Public LLM leaderboard computed using Vectara's Hallucination Evaluation Model. This evaluates how often an LLM introduces hallucinations when summarizing a document. We plan to update this regularly as our model and the LLMs get updated over time.
Last updated on November 1st, 2023
Model | Accuracy | Hallucination Rate | Answer Rate | Average Summary Length (Words) |
---|---|---|---|---|
GPT 4 | 97.0 % | 3.0 % | 100.0 % | 81.1 |
GPT 3.5 | 96.5 % | 3.5 % | 99.6 % | 84.1 |
Llama 2 70B | 94.9 % | 5.1 % | 99.9 % | 84.9 |
Llama 2 7B | 94.4 % | 5.6 % | 99.6 % | 119.9 |
Llama 2 13B | 94.1 % | 5.9 % | 99.8 % | 82.1 |
Cohere-Chat | 92.5 % | 7.5 % | 98.0 % | 74.4 |
Cohere | 91.5 % | 8.5 % | 99.8 % | 59.8 |
Anthropic Claude 2 | 91.5 % | 8.5 % | 99.3 % | 87.5 |
Mistral 7B | 90.6 % | 9.4 % | 98.7 % | 96.1 |
Google Palm | 87.9 % | 12.1 % | 92.4 % | 36.2 |
Google Palm-Chat | 72.8 % | 27.2 % | 88.8 % | 221.1 |
You can find the model used to compute this leaderboard open sourced for commercial use on hugging face: https://huggingface.co/vectara/hallucination_evaluation_model along with instructions how to use the model.

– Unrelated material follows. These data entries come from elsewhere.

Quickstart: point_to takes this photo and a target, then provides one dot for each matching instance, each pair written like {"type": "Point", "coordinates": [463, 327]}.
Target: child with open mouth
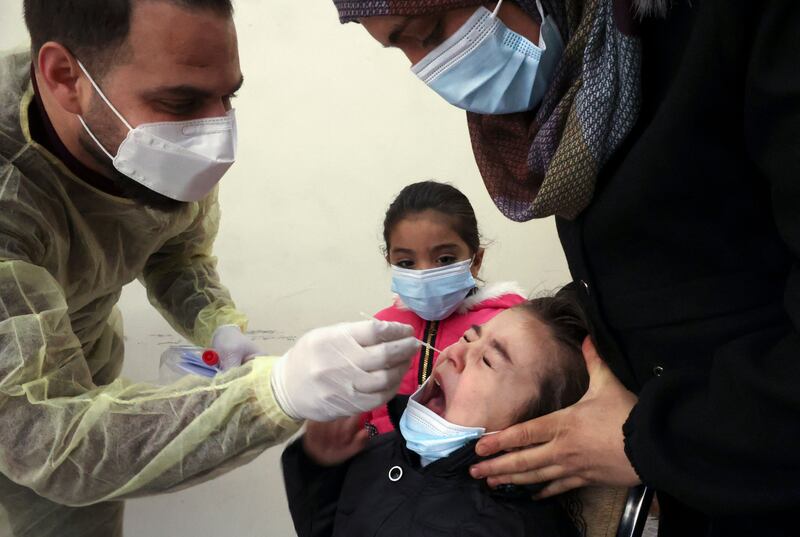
{"type": "Point", "coordinates": [523, 363]}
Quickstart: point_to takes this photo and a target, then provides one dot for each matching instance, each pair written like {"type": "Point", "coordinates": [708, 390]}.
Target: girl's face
{"type": "Point", "coordinates": [492, 374]}
{"type": "Point", "coordinates": [427, 240]}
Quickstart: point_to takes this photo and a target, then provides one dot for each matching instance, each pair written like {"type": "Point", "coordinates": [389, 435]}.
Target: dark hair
{"type": "Point", "coordinates": [93, 30]}
{"type": "Point", "coordinates": [439, 197]}
{"type": "Point", "coordinates": [566, 380]}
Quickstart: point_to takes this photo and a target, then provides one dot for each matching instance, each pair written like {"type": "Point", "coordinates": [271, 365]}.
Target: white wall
{"type": "Point", "coordinates": [331, 128]}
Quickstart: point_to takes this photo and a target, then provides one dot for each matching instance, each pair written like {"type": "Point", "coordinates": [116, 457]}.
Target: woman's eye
{"type": "Point", "coordinates": [435, 37]}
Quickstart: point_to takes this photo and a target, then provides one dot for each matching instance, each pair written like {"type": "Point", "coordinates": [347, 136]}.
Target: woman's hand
{"type": "Point", "coordinates": [576, 446]}
{"type": "Point", "coordinates": [331, 443]}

See leaderboard-summaries.csv for the generated summaries we used to evaluate the models with.
To determine this leaderboard, we trained a model to detect hallucinations in LLM outputs, using various open source datasets from the factual consistency research into summarization models. Using a model that is competitive with the best state of the art models, we then fed 1000 short documents to each of the LLMs above via their public APIs and asked them to summarize each short document, using only the facts presented in the document. Of these 1000 documents, only 831 document were summarized by every model, the remaining documents were rejected by at least one model due to content restrictions. Using these 831 documents, we then computed the overall accuracy (no hallucinations) and hallucination rate (100 - accuracy) for each model. The rate at which each model refuses to respond to the prompt is detailed in the 'Answer Rate' column. None of the content sent to the models contained illicit or 'not safe for work' content but the present of trigger words was enough to trigger some of the content filters. The documents were taken primarily from the CNN / Daily Mail Corpus.
We evaluate summarization accuracy instead of overall factual accuracy because it allows us to compare the model's response to the provided information. In other words, is the summary provided 'factualy consistent' with the source document. Determining halucinations is impossible to do for any ad hoc question as it's not known precisely what data every LLM is trained on. In addition, having a model that can determine whether any response was hallucinated without a reference source requires solving the hallucination problem and presumably training a model as large or larger than these LLMs being evaluated. So we instead chose to look at the hallucination rate within the summarization task as this is a good analogue to determine how truthful the models are overall. In addition, LLMs are increasingly used in RAG (Retrieval Augmented Generation) pipelines to answer user queries, such as in Bing Chat and Google's chat integration. In a RAG system, the model is being deployed as a summarizer of the search results, so this leaderboard is also a good indicator for the accuracy of the models when used in RAG systems.
You are a chat bot answering questions using data. You must stick to the answers provided solely by the text in the passage provided. You are asked the question 'Provide a concise summary of the following passage, covering the core pieces of information described.' <PASSAGE>'
When calling the API, the <PASSAGE> token was then replaced with the source document (see the 'source' column in leaderboard-summaries.csv ).
For GPT 3.5 we used the model name gpt-3.5-turbo
in their API, and gpt-4
for GPT4. For the 3 Llama models, we used the Anyscale hosted endpoints for each model. For the Cohere models, we used the /generate
endpoint for Cohere, and /chat
for Cohere-Chat. For Anthropic, we used the largest claude 2
model they offer through their API. For the Miustral 7B model, we used the Mistral-7B-Instruct-v0.1 model, hosted via Hugging Face's API. For Google Palm we used the text-bison-001
model, and for Google Palm Chat we used chat-bison-001
.
We will also be adding a leaderboard on citation accuracy. As a builder of RAG systems, we have noticed that LLMs tend to mis-attribute sources sometimes when answering a question based on supplied search results. We'd like to be able to measure this so we can help mitigate it within our platform.